Ce décret ne s’oppose pas au caractère public de l’établissement qui reste un « acquis national » conformément à la vision de l’Union Générale Tunisienne du Travail (UGTT), a souligné Tunisie Telecom dans un communiqué. Tunisie Telecom a ajouté que les mesures décidées jusqu’à présent sont encore insuffisantes et ne sont pas capables de développer la capacité concurrentielle de l’établissement afin de répondre aux exigences de la concurrence loyale.

TT affirme ainsi qu’elle compte sur la volonté de l’UGTT d’éviter tout ce qui peut entraver le processus de développement de la société et ses capacités concurrentielles. D’autre part, elle a exprimé sa « disponibilité inconditionnelle à poursuivre avec son partenaire social sur la voie de la mise à niveau de la société, et ce à travers la mise en œuvre de ses programmes de réforme dans le cadre du respect de la charte de dialogue social. Il s’agit, également, de préserver le rôle de l’institution en tant qu’acteur économique national responsable.

Mais rien n’y fit, la grève dure toujours. Déclenchée pour deux jours, elle est désormais d’une durée illimitée. Malgré six longues semaines de négociations, la situation est dans l’impasse, l’Etat estimant que les revendications sont « irréalisables ».

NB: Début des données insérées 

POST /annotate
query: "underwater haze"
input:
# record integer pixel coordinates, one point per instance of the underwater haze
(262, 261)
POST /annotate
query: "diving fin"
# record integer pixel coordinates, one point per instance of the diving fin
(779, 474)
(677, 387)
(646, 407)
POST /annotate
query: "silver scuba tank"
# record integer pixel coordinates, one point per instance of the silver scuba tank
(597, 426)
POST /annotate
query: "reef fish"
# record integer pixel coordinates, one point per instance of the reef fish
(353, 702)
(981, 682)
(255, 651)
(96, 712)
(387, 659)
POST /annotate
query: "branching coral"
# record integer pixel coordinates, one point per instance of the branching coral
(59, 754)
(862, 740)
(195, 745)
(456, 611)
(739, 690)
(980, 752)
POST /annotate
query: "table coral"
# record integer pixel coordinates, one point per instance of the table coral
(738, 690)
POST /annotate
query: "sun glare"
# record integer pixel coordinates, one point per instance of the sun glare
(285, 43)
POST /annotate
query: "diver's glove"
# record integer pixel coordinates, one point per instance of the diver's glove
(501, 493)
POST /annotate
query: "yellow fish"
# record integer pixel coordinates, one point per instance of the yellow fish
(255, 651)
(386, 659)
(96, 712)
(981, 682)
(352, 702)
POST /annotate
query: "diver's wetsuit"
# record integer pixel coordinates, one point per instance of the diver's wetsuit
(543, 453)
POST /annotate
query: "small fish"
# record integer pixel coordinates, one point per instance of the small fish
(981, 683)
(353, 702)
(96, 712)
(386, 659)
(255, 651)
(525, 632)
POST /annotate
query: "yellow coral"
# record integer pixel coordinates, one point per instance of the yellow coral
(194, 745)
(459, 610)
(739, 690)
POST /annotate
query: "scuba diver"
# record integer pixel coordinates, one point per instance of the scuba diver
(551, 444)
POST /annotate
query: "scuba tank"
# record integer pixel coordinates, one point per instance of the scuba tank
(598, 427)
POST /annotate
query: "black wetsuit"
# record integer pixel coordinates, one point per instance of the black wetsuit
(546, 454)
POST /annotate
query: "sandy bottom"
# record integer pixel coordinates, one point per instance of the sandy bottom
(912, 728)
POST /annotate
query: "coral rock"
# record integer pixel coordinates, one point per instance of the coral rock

Pour mesurer le coût de cette grève il importe de souligner que l’Etat tunisien détient 65% du capital de TT, une société considérée comme le fleuron des entreprises publiques puisqu’elle rapporte 1,3% du PIB du pays.

La grève ayant entrainé l’arrêt total de la fourniture de lignes internet fixes aux clients en attente entre tous les opérateurs et les fournisseurs de services (TT, TOPNET, GLOBALNET, etc…) et des perturbations techniques dont le nombre avoisine les 40.000, les pertes quotidiennes pour l’opérateur national sont de l’ordre de 1 million de dinars dont 65% auraient dû revenir à l’Etat tunisien, alors que les 35 iraient aux partenaires Emiratis. Ces derniers se seraient lassés et il semblerait même qu'ils menacent de mettre leurs parts en vente et de quitter la Tunisie, si l’Etat tunisien ne trouve pas une solution à ce blocage dans les plus brefs délais.

Au moment où le président de la République détient tous les pouvoirs, certains observateurs estiment que cette action ne peut que le viser personnellement et s'inscrit dans un message codé lancé par la puissante centrale syndicale pour marquer sa présence .

L'UGTT n'accepte semble t-il pas d'être ignoré et voit d'un mauvais oeil le fait que Kais Saied n’a pas engagé la moindre concertation avec sa direction pour une hypothétique sortie de l’état d’exception qu’il avait décrété le 25 juillet dont la confirmation avait eu lieu en vertu du décret n° 117 du 22 septembre 2021.

Face à la situation explosive du pays, il est de l’intérêt de tous que ce bras de fer cesse et le plus tôt serait le mieux.